George Floyd's police custody death in Minneapolis prompted nationwide protests, which culminated in Mayor Bill de Blasio announcing his intention to divert funding from the NYPD's $6 billion budget.
An NYPD source, who did not wish to be named, revealed that the police department wanted to show the public the reality of their demands.
"I'd say a small part is that it's a message to the people, showing them what NYC will look like if they get what they want," the insider said.
"But more so, that police aren't willing to risk their livelihood to enforce a nonviolent, victimless crime.
"Public safety is at risk, but if we took enforcement action against someone setting off fireworks, the community would combat us because they're trying to have fun during a pandemic and we're out arresting them for just setting off fireworks."
The fireworks furore comes as Cuomo fears a crippling surge in coronavirus in 32 states could threaten New York's decreasing rates of infection, deaths, and hospitalizations.
The Sun contacted the NYPD, who confirmed police were contending with a surge in illegal pyrotechnics but the spokeswoman did not comment on the supposed lack of enforcement.
Sergeant Mary Frances O’Donnell said from January 1, 2020 to June 21, 2020, there were a whopping 11,535 311 calls for illegal fireworks versus 54 during the same time period in 2019.
O'Donnell revealed 4,559 of these 311 calls occurred in the borough of Brooklyn between June 1 to June 21, 2020.
They dealt with 13,315 911 calls for illegal fireworks from January 1, 2020 to June 21, 2020, compared to 1,007 during the same time period in 2019.
The NYPD said that 12,578 of these calls were received between June 1, 2020 and June 21, 2020.
As a result of this dramatic increase, de Blasio announced an Illegal Fireworks Task Force to address the illegal use, transport, and distribution of them.
Speaking about the issue on Monday, Cuomo said local government had to step up to enforce the law.
"Fireworks are dangerous and fireworks are illegal," the Queens-born governor told reporters. "It sounds like the wild west."
"I’ve never heard it like this before," he added. "They’re disturbing people, they bother people and they are dangerous."
Last Wednesday, a 3-year-old boy Adiel Rosario was injured by an illegal firework in the Bronx.

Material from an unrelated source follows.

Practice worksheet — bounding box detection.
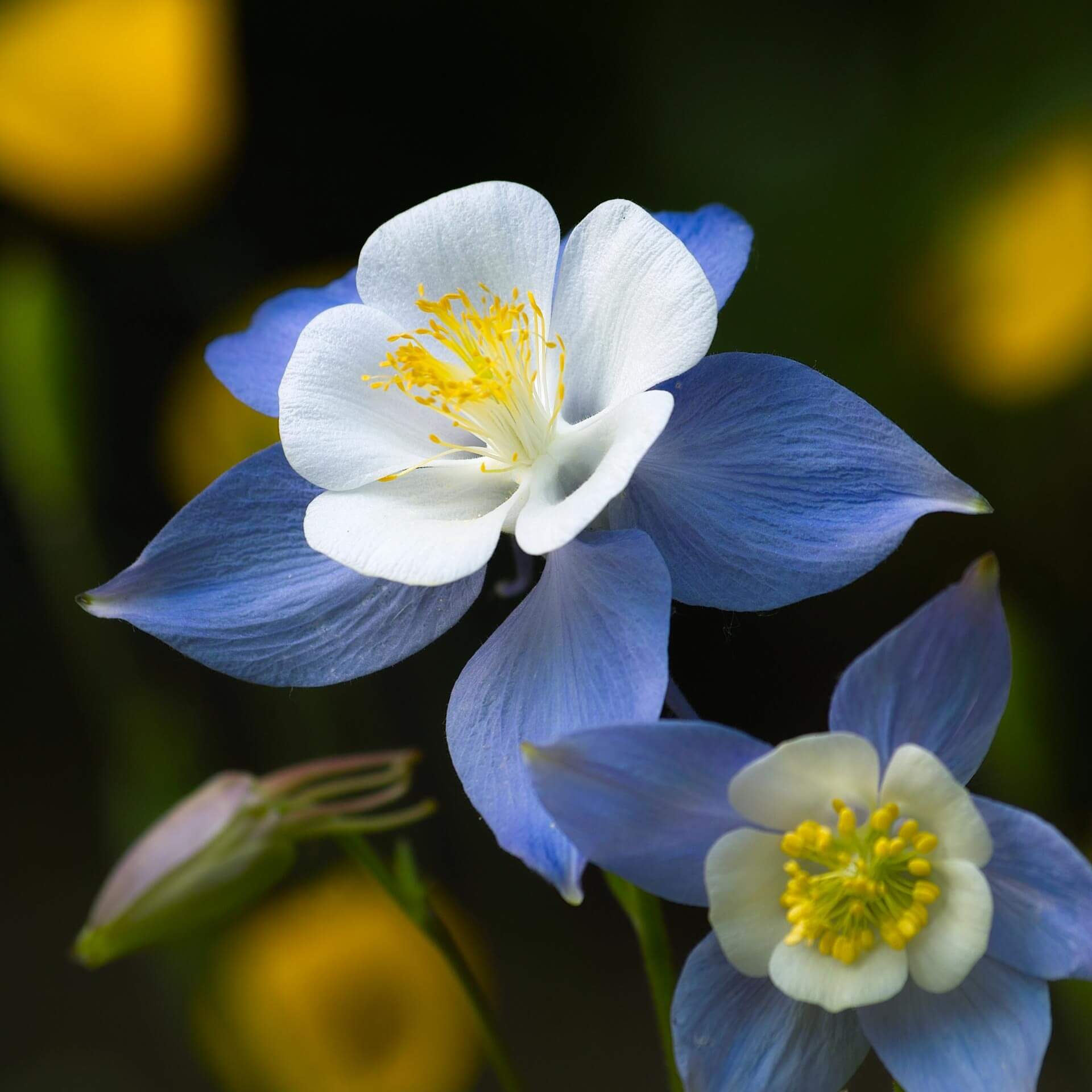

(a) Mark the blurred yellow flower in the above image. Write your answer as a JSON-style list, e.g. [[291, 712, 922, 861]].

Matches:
[[0, 0, 237, 226], [932, 130, 1092, 401], [159, 341, 280, 504], [197, 872, 479, 1092]]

The New York Post reported that the rogue explosion flew into an open window of his family's sixth-floor apartment in Highbridge shortly after midnight.
In another horrific incident, a 66-year-old homeless man was set on fire when his violent attacker threw a lit firework at him in Harlem.
Both Cuomo and de Blasio have announced their intention to cut off fireworks suppliers at the source.
Meanwhile, de Blasio and Police Commissioner Dermot Shea have not committed to the $1 billion budget decrease the mayor alluded to earlier this month.
"I think everyone has to cut. I think we’re going to be forced to do difficult things. We certainly get that," Shea told the AP last week.
"What concerns me is a moment in time and some rash judgments stepping in and taking the place of some well thought out conversations about how to cut smartly.”